CAPITULO 1

2.8K 84 0
                                    

Por aquel entonces, los países europeos que poseían colonias en América concedían a las familias y a sus soldados unos vales en los que si accedían a marchar a aquella nación y convertirse en colonizadores, se les gratificaría haciéndoles propietarios de unas tierras libres.

Así fue, como mencioné al principio, la inmensa mayoría del pueblo europeo, ya bien fuera por huir de la pobreza, las guerras o la desesperación, se adentró pese a los peligros que pudieran encontrar hacia la conquista de unas tierras al oeste de lo civilizado.

Largas caravanas de carros cubiertos por hombres, mujeres, niños y ganado, se desplazarían por los senderos que conducían al Oeste, afrontando los peligros de un medio hostil y desconocido. Una de estas familias, los Mackenna, católicos de origen escocés, decidieron afrontar las grandes vicisitudes que el futuro les depararía, embarcándose en un mercante rumbo a New York en el año 1780.

 

Los primeros Mackenna llegaron hasta la costa del Pacífico, concretamente a Oregón, que fue una de las tierras que el gobierno británico del rey Jorge había destinado para una futura colonización, pero con los años, el clan Mackenna fue desplazándose hacia el sur, llegando a la baja California.

Hacia 1845, Ian Mackenna, el patriarca de la familia, después de haber amasado una pequeña fortuna, adquirió unas propiedades en esa zona.

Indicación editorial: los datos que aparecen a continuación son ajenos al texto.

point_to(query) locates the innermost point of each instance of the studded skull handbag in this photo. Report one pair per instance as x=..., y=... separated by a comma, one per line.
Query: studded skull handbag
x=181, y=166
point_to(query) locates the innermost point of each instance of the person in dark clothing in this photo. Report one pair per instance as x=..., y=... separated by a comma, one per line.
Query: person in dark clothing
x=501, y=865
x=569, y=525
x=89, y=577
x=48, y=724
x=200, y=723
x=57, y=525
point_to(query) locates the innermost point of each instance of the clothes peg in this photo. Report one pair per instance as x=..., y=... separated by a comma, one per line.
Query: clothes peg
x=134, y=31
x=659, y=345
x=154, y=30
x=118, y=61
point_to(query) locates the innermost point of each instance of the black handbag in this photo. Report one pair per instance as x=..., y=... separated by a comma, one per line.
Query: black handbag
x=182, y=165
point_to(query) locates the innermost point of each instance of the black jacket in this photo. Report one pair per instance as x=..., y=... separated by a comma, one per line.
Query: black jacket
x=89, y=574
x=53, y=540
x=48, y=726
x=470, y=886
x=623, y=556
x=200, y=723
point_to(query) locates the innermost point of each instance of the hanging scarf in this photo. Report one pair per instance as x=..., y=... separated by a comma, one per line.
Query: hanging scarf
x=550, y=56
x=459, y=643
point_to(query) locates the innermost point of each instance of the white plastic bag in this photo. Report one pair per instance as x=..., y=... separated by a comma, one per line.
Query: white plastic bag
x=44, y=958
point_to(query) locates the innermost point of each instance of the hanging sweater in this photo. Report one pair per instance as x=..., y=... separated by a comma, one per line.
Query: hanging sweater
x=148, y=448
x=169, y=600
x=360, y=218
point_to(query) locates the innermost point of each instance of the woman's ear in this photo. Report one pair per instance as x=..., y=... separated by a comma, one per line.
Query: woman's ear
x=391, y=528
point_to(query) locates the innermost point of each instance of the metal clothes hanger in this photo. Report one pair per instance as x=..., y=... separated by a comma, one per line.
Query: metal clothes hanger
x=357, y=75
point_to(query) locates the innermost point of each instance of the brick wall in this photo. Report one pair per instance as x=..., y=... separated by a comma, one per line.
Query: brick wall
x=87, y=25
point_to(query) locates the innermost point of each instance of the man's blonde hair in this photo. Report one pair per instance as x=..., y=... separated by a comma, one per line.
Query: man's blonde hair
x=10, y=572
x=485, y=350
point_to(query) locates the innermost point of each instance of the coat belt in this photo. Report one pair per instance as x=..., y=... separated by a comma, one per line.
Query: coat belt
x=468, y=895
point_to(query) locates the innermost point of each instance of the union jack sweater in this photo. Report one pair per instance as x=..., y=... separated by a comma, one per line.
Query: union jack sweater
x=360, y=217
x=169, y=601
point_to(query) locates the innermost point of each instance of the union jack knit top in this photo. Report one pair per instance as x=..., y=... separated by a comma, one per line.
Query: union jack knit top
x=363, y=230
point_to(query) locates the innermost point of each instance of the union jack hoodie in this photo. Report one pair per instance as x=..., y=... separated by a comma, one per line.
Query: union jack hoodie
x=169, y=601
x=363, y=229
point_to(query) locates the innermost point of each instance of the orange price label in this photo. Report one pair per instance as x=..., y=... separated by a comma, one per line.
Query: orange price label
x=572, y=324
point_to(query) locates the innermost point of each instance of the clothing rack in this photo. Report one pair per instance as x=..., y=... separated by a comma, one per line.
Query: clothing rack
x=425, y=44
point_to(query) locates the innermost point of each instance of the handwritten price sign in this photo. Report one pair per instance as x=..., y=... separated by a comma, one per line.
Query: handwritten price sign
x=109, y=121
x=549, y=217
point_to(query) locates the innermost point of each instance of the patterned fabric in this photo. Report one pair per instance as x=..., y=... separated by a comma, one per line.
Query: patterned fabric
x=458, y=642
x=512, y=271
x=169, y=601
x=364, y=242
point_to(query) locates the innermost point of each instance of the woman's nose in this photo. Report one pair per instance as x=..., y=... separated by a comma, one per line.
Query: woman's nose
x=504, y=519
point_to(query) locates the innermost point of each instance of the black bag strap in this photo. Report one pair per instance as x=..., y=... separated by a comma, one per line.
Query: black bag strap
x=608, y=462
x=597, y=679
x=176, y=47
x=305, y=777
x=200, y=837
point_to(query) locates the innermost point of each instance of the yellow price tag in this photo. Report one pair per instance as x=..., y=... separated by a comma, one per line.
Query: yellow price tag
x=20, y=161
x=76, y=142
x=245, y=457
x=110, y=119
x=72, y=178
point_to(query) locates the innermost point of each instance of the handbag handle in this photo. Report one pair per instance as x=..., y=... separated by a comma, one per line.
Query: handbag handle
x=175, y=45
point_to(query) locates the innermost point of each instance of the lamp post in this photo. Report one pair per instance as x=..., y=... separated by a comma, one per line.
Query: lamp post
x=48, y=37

Grandes problemas tuvo el viejo Ian para poder llevar bien sus tierras. De modales rudos casi salvajes, de pelo canoso otrora rubio, y de un porte imponente a pesar de sus casi sesenta años, un mal estaba a punto de acecharle y que tardaría tiempo en irse, la fiebre del oro.

 

Cuando llegó la fiebre del oro a California, los facinerosos, ladrones de ganado, asesinos a sueldo y una inmensa lista de perseguidos por la ley, salieron de sus escondrijos, cual osos de sus madrigueras después de una larga hibernación, causando el terror entre las gentes, quemando casas y asesinando a todo aquel que se interpusiera en su camino.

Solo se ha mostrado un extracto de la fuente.